France : que penser du budget d'austérité de Bayrou ?
Le haut niveau d'endettement de la France a sonné "l'heure de vérité". C'est dans cet esprit que le Premier ministre, François Bayrou, a présenté ses orientations budgétaires, qui prévoient plusieurs milliards d'économies. Outre la fusion de certains services publics et le gel des dépenses, affectant notamment les retraites et les prestations sociales, deux jours fériés devraient être supprimés. Les regards de la presse européenne sont rivés sur Paris.
Le mérite de la franchise
La proposition de Bayrou aura au moins une vertu pédagogique, affirme L'Opinion :
«C'est un plan de rigueur comme la France n'en a jamais connu depuis un demi-siècle. … Un plan qui, s'il est adopté, durera plusieurs années, le temps de stabiliser (et seulement de stabiliser !) notre endettement aujourd'hui hors de contrôle. … Rien ne dit que ce catastrophisme sera politiquement suffisant pour convaincre l'opinion publique que le temps des efforts est venu, ni que le PS ou le RN, qui tiennent le gouvernement en joue, se laisseront amadouer. Mais quelle que soit l'issue de ce discours, au moins le travail de pédagogie sur l'état réel du pays, tellement endetté et si peu productif, aura-t-il progressé.»
Un parti pris dévastateur
L'Humanité critique l'ampleur des aides publiques de l'Etat pour les entreprises :
«Des milliers de milliards d'euros cumulés qui n'ont en rien démontré une quelconque efficacité économique. Alors va-t-on tout remettre à plat ? Non juste raboter quelques aides, les plus scandaleuses. Mais que les patrons se rassurent, en échange le droit du travail sera allégé. Des milliards qui manquent, on peut aussi en trouver du côté de l'évasion fiscale : 80 à 120 milliards d'euros par an. Ou du côté des 500 Français les plus riches qui ont vu leur fortune multipliée par 14 en trois décennies. Un pactole à 1 128 milliards.

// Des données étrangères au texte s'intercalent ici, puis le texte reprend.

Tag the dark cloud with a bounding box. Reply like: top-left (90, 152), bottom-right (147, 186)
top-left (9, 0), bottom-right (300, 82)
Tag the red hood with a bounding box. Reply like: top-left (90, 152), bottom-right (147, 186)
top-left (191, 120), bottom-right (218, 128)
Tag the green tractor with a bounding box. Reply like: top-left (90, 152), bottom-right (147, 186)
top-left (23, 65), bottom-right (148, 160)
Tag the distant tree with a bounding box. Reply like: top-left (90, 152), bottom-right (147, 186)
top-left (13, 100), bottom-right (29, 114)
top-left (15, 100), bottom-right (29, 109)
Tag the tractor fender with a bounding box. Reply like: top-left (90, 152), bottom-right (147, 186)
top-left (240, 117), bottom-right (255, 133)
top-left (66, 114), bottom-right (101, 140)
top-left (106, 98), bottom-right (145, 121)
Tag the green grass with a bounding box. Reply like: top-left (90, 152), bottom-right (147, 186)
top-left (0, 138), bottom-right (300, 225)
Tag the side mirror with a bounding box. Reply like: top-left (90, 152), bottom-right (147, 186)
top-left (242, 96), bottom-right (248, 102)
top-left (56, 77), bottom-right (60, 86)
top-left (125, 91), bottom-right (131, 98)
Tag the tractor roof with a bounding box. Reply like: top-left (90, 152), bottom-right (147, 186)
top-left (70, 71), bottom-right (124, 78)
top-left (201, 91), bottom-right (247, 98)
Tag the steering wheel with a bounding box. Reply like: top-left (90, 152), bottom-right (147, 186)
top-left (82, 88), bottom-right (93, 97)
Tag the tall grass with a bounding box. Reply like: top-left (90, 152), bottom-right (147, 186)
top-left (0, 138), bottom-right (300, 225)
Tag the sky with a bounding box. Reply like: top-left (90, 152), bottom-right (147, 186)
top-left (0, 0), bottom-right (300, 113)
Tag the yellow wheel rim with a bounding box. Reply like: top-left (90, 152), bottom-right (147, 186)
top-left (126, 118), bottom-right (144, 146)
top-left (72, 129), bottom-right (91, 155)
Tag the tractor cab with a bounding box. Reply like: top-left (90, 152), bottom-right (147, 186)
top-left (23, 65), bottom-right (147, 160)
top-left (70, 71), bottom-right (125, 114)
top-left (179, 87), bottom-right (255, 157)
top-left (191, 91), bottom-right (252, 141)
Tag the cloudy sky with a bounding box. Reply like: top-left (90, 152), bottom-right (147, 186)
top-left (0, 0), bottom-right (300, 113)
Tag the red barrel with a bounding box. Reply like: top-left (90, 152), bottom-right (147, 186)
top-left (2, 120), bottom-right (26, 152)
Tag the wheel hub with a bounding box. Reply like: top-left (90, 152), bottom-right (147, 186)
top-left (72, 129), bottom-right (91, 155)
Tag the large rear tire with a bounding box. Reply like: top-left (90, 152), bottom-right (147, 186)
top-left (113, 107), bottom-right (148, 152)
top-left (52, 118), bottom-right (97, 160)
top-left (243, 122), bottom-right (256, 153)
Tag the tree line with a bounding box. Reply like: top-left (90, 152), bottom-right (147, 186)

Pendant ce temps, l'espérance de vie en bonne santé s'effondre. ... La satisfaction des desiderata des lobbys empoisonne notre environnement, nos assiettes et nos corps.»
Des réformes trop longtemps repoussées
El Mundo rappelle la politique d'austérité imposée à l'Europe du Sud :
«Si le pays continue sur sa lancée sans avoir les moyens de stimuler son économie, dans un monde dominé par la concurrence, les problèmes du pays ne pourront que s'aggraver. ... L'exemple de la France soulève une question : comment un pays aussi important a-t-il pu en arriver là ? ... On peut en conclure que la République a trop longtemps repoussé les réformes structurelles qui s'imposaient. L'Espagne - mais aussi la Grèce ou le Portugal - sont aujourd'hui en meilleure posture. Non pas que notre pays ait pris de meilleures décisions, mais parce que la crise financière l'avait obligé à procéder à des ajustements difficiles.»
Partir la tête haute
Bayrou tente tout pour ne pas perdre la face, croit savoir Tages-Anzeiger :
«Les Français doivent travailler davantage, Bayrou a-t-il dit. D'où son intention de supprimer deux jours fériés. ... Il n'est plus question que de ces jours fériés. Il n'en resterait ainsi plus que neuf, si deux sont supprimés, ce qui placerait la France dans la moitié inférieure du tableau européen. ... Il est fort possible que ces histoires de jours fériés ne soient qu'un leurre, une feinte. Bayrou peut retirer la mesure en cours de débat et affirmer qu'il aura tout tenté, qu'il se sera battu jusqu'au bout pour la résilience de l'Etat - et quitter la scène la tête haute. Après ce budget austéritaire sans précédent, sa survie politique est peu probable. Il n'a pas la majorité parlementaire requise pour le faire passer.»
Moins de jours fériés, plus de productivité
The Daily Telegraph trouve lumineuse l'idée de supprimer des jours fériés :
«Sont-ils vraiment nécessaires quand on sait que la productivité stagne à un niveau bas et que la dette publique bat des records ? En fait, même en perdant deux jours fériés, la population française en aurait encore neuf autres, religieux ou civils. Comme en Ecosse, qui chôme un jour de plus que l'Angleterre, qui compte actuellement huit jours chômés. Mais peut-être l'heure a-t-elle sonné pour le Royaume-Uni de repenser tous ces jours fériés nationaux. La dette publique frôle dangereusement les 100 pour cent du PIB (contre 110 pour cent pour la France), et notre productivité pose elle aussi un problème inquiétant.»